Maximum Entropy: Total Bayesianism

Monday, October 8, 2012

Total Bayesianism

If you've read even a small sample of the material I've posted so far, you'll recognize that one of my main points concerns the central importance of Bayes' theorem. You might think, though, that the most basic statement of this importance is something like "Bayes' theorem is the most logical method for all data analysis." This, for me though, falls far short of capturing the most general importance of Bayes' rule.

Bayes' theorem is more than just a method of data analysis, a means of crunching the numbers. It represents the rational basis for every aspect of scientific method. And since science is simply the methodical application of common sense, Bayes' theorem can be seen to be (together with decision theory) a good model for all rational behaviour. Indeed, it may be more appropriate to invert that, and say that your brain is a superbly adapted mechanism, evolved for the purpose of simulating the results of Bayes' theorem.
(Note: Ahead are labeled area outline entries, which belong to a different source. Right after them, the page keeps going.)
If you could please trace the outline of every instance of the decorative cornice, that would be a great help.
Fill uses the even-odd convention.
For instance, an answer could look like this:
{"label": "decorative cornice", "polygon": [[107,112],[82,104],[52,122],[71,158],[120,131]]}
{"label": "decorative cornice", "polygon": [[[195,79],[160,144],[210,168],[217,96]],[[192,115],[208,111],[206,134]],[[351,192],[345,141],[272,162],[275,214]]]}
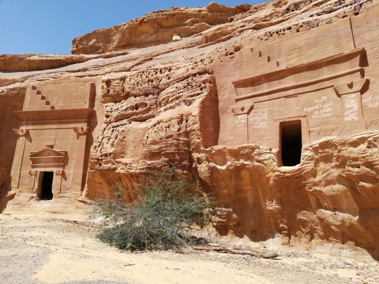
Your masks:
{"label": "decorative cornice", "polygon": [[13,132],[18,137],[26,136],[29,132],[28,129],[13,129]]}
{"label": "decorative cornice", "polygon": [[89,127],[73,127],[74,131],[79,135],[86,135],[88,133]]}

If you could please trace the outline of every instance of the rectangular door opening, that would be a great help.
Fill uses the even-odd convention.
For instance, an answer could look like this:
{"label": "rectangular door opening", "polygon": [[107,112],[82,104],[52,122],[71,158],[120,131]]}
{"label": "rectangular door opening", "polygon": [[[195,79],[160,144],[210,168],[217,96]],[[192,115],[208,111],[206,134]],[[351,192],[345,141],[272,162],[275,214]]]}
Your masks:
{"label": "rectangular door opening", "polygon": [[44,172],[41,183],[41,200],[51,200],[53,199],[53,172]]}
{"label": "rectangular door opening", "polygon": [[280,124],[280,153],[283,166],[300,164],[302,157],[302,122],[295,120]]}

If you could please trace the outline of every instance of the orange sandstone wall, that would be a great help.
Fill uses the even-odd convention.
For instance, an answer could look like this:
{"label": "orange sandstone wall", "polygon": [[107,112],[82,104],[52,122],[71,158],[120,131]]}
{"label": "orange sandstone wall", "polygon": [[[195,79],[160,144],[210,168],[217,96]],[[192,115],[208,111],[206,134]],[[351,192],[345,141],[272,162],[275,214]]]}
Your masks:
{"label": "orange sandstone wall", "polygon": [[[378,259],[378,15],[377,0],[173,8],[73,40],[73,53],[101,58],[0,73],[0,91],[36,85],[72,106],[77,86],[95,84],[77,199],[121,183],[132,199],[148,170],[175,166],[215,196],[221,236]],[[294,120],[301,162],[282,167],[280,124]]]}

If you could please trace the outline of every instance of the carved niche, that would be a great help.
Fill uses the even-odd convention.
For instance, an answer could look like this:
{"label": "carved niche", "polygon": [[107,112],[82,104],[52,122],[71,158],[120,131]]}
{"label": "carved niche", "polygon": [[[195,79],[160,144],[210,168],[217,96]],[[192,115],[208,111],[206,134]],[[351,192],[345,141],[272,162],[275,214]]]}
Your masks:
{"label": "carved niche", "polygon": [[[240,128],[246,128],[248,141],[249,132],[276,125],[275,119],[287,116],[300,115],[311,122],[363,119],[361,96],[369,84],[364,77],[365,56],[364,48],[355,46],[349,18],[243,49],[241,75],[233,82],[236,97],[232,111]],[[315,106],[304,106],[307,100]],[[268,115],[258,108],[254,111],[256,106],[263,105],[273,110]]]}

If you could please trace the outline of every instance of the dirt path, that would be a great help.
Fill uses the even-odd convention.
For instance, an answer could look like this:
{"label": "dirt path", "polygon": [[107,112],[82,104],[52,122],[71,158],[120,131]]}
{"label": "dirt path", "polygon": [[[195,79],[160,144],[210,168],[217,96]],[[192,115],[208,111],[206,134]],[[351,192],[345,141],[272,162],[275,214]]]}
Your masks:
{"label": "dirt path", "polygon": [[374,261],[307,251],[277,260],[190,248],[122,252],[97,240],[93,223],[57,217],[0,214],[0,284],[379,283]]}

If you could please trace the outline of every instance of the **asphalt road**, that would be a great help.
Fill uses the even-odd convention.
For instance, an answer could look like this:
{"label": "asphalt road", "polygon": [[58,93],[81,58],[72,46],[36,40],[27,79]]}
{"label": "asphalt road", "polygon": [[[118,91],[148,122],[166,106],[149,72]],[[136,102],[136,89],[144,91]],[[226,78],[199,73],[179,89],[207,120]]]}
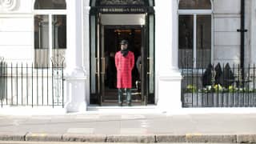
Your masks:
{"label": "asphalt road", "polygon": [[[99,143],[99,142],[13,142],[13,141],[10,141],[10,142],[1,142],[0,141],[0,144],[121,144],[121,143],[107,143],[107,142],[104,142],[104,143]],[[128,142],[125,142],[125,144],[139,144],[139,143],[128,143]],[[150,143],[148,143],[150,144]],[[155,143],[152,143],[152,144],[155,144]],[[164,144],[164,143],[162,143]],[[175,143],[170,143],[170,144],[175,144]],[[177,143],[177,144],[188,144],[188,143]],[[204,144],[204,143],[200,143],[200,144]],[[205,143],[205,144],[211,144],[211,143]],[[216,143],[213,143],[213,144],[216,144]],[[229,143],[218,143],[218,144],[229,144]],[[231,143],[230,143],[231,144]]]}

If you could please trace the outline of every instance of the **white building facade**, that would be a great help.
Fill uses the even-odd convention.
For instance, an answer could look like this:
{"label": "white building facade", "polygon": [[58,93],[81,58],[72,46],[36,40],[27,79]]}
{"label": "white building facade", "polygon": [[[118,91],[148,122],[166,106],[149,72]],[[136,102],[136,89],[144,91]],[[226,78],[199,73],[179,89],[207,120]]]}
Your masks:
{"label": "white building facade", "polygon": [[[255,10],[246,0],[245,65],[256,61]],[[63,105],[86,111],[118,105],[111,58],[127,39],[135,62],[142,59],[133,70],[133,106],[174,111],[182,109],[183,69],[240,63],[240,0],[0,0],[0,56],[42,71],[60,56]]]}

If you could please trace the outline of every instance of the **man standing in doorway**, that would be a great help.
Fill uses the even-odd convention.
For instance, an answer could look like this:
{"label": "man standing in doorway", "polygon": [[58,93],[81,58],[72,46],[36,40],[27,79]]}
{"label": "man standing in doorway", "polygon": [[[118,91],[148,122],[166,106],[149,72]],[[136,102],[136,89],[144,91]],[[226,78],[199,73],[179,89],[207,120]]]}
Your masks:
{"label": "man standing in doorway", "polygon": [[118,89],[118,104],[122,106],[123,91],[126,94],[126,102],[131,106],[132,70],[134,66],[134,54],[128,50],[128,41],[122,40],[121,50],[115,54],[117,68],[117,88]]}

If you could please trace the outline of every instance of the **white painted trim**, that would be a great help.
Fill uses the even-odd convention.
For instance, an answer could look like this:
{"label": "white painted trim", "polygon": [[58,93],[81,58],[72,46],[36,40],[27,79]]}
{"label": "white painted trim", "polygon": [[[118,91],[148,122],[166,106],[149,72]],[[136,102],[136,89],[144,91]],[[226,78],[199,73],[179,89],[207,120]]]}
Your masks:
{"label": "white painted trim", "polygon": [[197,14],[194,14],[194,30],[193,30],[193,64],[194,67],[197,67]]}
{"label": "white painted trim", "polygon": [[211,10],[178,10],[178,12],[180,14],[211,14],[213,13]]}
{"label": "white painted trim", "polygon": [[193,46],[193,65],[194,67],[196,67],[196,44],[197,44],[197,15],[211,15],[211,62],[214,62],[214,3],[213,0],[210,0],[211,3],[211,10],[179,10],[178,5],[179,5],[180,0],[178,0],[178,16],[179,15],[193,15],[194,16],[194,46]]}

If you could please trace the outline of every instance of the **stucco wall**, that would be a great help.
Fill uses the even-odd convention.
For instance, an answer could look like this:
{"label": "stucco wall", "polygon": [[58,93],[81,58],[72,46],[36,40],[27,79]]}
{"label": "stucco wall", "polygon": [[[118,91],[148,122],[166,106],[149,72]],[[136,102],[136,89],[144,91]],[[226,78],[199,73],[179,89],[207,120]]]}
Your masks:
{"label": "stucco wall", "polygon": [[240,0],[214,1],[214,63],[240,62]]}
{"label": "stucco wall", "polygon": [[32,61],[32,1],[10,2],[0,6],[0,56],[6,61]]}

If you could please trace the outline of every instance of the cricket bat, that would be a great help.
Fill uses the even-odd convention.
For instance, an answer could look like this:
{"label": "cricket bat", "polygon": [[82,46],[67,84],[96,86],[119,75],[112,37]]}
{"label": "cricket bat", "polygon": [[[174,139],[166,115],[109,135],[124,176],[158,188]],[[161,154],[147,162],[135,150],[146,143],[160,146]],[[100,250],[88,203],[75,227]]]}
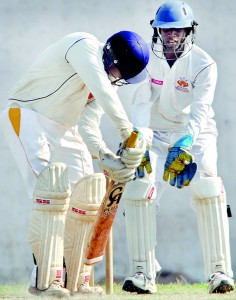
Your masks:
{"label": "cricket bat", "polygon": [[[132,131],[127,148],[134,148],[138,139],[138,131]],[[106,194],[98,210],[96,221],[92,227],[91,235],[86,249],[85,264],[93,265],[103,259],[106,244],[114,222],[120,199],[125,190],[125,182],[119,183],[111,180]]]}

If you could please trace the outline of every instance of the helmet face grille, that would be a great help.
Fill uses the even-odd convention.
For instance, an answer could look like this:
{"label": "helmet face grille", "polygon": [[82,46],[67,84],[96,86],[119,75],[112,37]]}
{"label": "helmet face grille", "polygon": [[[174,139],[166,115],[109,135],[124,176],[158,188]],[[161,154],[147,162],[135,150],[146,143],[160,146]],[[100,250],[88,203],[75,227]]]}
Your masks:
{"label": "helmet face grille", "polygon": [[192,27],[194,15],[191,7],[183,1],[167,1],[156,13],[153,28],[187,28]]}
{"label": "helmet face grille", "polygon": [[[149,49],[145,41],[132,31],[120,31],[111,36],[106,44],[111,45],[112,53],[104,52],[104,65],[110,60],[115,63],[123,79],[128,80],[138,75],[149,61]],[[107,62],[106,62],[107,61]]]}

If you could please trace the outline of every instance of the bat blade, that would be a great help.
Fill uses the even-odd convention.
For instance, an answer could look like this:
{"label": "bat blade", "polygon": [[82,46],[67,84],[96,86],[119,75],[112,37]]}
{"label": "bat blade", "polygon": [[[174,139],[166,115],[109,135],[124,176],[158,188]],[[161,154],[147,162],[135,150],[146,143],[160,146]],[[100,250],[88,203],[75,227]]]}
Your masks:
{"label": "bat blade", "polygon": [[[138,132],[134,130],[126,147],[133,148],[138,139]],[[102,204],[98,210],[96,221],[91,230],[88,246],[85,254],[85,264],[93,265],[103,259],[106,244],[114,222],[125,183],[110,181]]]}

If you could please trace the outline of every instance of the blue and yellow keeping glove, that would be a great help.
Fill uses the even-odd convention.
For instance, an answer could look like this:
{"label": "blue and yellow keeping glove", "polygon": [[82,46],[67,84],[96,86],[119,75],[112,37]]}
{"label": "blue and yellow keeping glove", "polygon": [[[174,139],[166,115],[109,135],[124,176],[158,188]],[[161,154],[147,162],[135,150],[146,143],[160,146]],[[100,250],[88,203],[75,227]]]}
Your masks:
{"label": "blue and yellow keeping glove", "polygon": [[187,134],[169,148],[163,179],[177,188],[188,186],[197,171],[197,164],[193,162],[193,156],[188,152],[192,142],[192,135]]}

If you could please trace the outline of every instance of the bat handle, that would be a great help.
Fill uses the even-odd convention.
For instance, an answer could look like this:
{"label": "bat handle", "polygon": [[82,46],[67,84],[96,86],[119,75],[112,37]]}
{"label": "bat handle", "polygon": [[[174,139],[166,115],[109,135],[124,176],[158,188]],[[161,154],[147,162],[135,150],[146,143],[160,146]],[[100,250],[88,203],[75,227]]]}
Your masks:
{"label": "bat handle", "polygon": [[131,135],[127,141],[127,144],[126,144],[126,148],[135,148],[135,145],[137,143],[137,140],[138,140],[138,131],[137,130],[133,130],[131,132]]}

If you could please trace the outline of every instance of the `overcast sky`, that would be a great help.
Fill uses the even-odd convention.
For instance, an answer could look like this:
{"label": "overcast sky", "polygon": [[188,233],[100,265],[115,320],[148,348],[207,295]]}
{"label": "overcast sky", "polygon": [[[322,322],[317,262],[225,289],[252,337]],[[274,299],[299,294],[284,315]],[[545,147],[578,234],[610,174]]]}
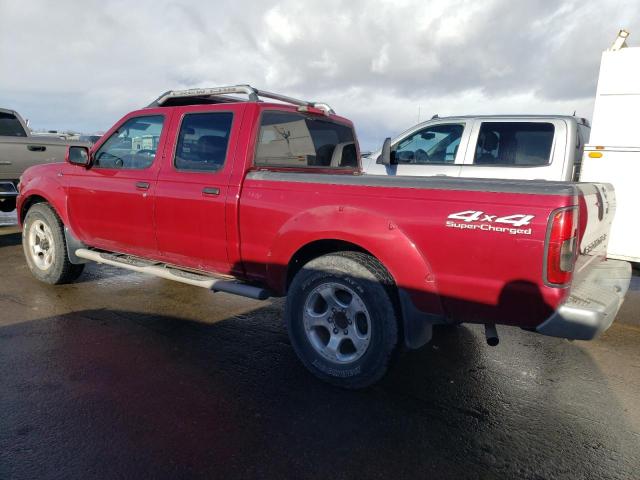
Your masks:
{"label": "overcast sky", "polygon": [[437,113],[591,117],[640,1],[0,0],[0,107],[108,129],[161,92],[250,83],[325,101],[375,149]]}

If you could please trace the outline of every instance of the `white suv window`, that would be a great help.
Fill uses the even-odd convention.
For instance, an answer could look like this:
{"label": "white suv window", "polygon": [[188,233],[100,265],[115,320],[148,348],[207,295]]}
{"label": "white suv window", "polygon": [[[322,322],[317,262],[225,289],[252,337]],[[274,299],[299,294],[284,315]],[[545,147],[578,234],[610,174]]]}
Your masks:
{"label": "white suv window", "polygon": [[395,145],[398,164],[454,163],[464,125],[439,124],[419,130]]}

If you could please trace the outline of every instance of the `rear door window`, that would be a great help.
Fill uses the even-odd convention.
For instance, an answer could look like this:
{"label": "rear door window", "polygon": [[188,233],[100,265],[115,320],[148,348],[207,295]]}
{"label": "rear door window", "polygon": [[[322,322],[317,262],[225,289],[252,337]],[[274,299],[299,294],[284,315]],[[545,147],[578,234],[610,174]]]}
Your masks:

Because I equate scientific method with all rational behaviour, I am no doubt opening myself up to the accusation of scientism¹, but my honest response is: so what? If I am more explicit than some about the necessary and universal validity of science, this is only because reason has led me in this direction. For example, P.Z. Myers, author of the Pharyngula blog (vastly more well known than mine, but you probably knew that already), is one of the great contemporary advocates of scientific method - clear headed and craftsmanlike in the way he constructs his arguments - but in my evidently extreme view, even he can fall short, on occasion, of recognizing the full potential and scope of science. In one instance I recall, when the league of nitwits farted in Myers' general direction, and he himself stood accused of scientism, he deflected the accusation, claiming it was a mistake. My first thought, though, is "hold on, there's no mistake." Myers wrote:

The charge of scientism is a common one, but it’s not right: show us a different, better path to knowledge and we’ll embrace it.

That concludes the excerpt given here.